Il ministero tra i lebbrosi e il martirio
Sotto il regno dell'imperatore Costanzo scoppiò a Costantinopoli una grave epidemia di lebbra. Di fronte alla crisi, l'imperatore ordinò di affogare tutti i malati di lebbra senza prevedere alcuna eccezione. Zotico scelse di infrangere l'editto imperiale, costruendo un rifugio sicuro per i malati fuori dalle mura cittadine, sulla collina di Eleones. La tragedia toccò la stessa famiglia imperiale quando la figlia di Costanzo fu colpita dalla lebbra e condannata anch'essa all'affogamento. Zotico accolse la principessa nel suo rifugio, ma l'imperatore scoprì il fatto e condannò a morte il sacerdote. La crudele sentenza stabiliva che Zotico fosse legato alla coda di muli focosi che lo avrebbero trascinato per le vie della città fino a provocarne il decesso. La tradizione riferisce che, subito dopo la morte di Zotico, i muli si rifiutarono inspiegabilmente di proseguire e si fermarono. Nel luogo esatto del decesso scaturì una fonte miracolosa dotata di poteri guaritori. Tale prodigio indusse infine l'imperatore Costanzo a desistere dalla sua durezza e a costruire un vero e proprio lebbrosario.

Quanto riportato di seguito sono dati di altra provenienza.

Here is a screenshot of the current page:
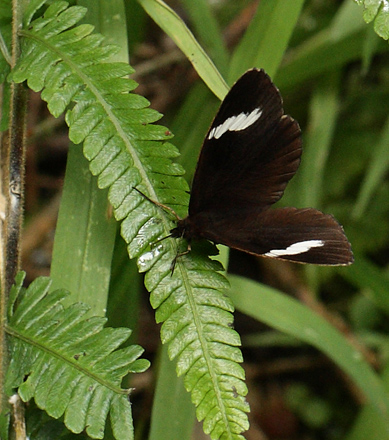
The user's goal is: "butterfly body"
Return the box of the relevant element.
[171,69,353,265]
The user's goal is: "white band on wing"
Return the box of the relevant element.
[264,240,324,257]
[208,108,262,139]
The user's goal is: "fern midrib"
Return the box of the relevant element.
[20,30,177,249]
[5,324,131,395]
[177,261,232,438]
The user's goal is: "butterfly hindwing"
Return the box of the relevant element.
[189,208,353,265]
[171,69,353,265]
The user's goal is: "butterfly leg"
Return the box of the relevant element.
[170,243,192,276]
[132,186,181,220]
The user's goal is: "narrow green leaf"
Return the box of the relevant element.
[229,0,304,81]
[149,345,195,440]
[183,0,229,74]
[139,0,228,99]
[229,276,389,432]
[352,118,389,219]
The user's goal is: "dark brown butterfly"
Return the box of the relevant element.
[171,69,353,265]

Il culto e la diffusione in Occidente
La memoria di san Zotico veniva celebrata a Costantinopoli il trentuno dicembre nella chiesa di San Paolo annessa all'Orfanotrofio. Sulla collina Eleones, situata al di là del Corno d'oro e chiamata anche Eleanai, esisteva un'altra chiesa dedicata al santo, che fu visitata nel milleduecento dal pellegrino Antonio di Novgorod; in quel luogo la festa liturgica si celebravva l'ottavo giorno di gennaio. Nei Sinassari bizantini la memoria è fissata abitualmente al trentuno dicembre, sebbene talvolta venga indicata al trentesimo giorno di dicembre o all'otto gennaio. Gli agiografi moderni mostrano tuttavia prudenza e reticenza nell'accordare un credito incondizionato a tutti i particolari narrati in tali fonti. Per lunghi secoli il culto di Zotico rimase del tutto sconosciuto in Occidente, finché l'intervento di Cesare Baronio cambiò la situazione. Il celebre storico inserì la memoria di san Zotico nel Martirologio Romano alla data del trentuno dicembre, senza tuttavia attribuirgli formalmente il titolo di martire. Da allora, il Martirologio Romano ricorda a Costantinopoli san Zotico sacerdote che provvide generosamente al sostentamento degli orfani.
Una vida dedicada al servicio
La trayectoria de San Zótico comenzó en su Roma natal, pero fue en Constantinopoli donde su vocación sacerdotal alcanzó su mayor plenitud. Tras ser trasladado a esta ciudad por voluntad del emperador Costantino, el santo comprendió que la fe cristiana debía manifestarse a través de obras concretas de misericordia. En un contexto urbano en constante crecimiento, identificó la urgencia de socorrer a los huérfanos, convirtiéndose en el organizador del primer orfanotrofio de la ciudad. Esta institución no solo fue un techo, sino un símbolo de la dignidad que la Iglesia otorgaba a los más pequeños.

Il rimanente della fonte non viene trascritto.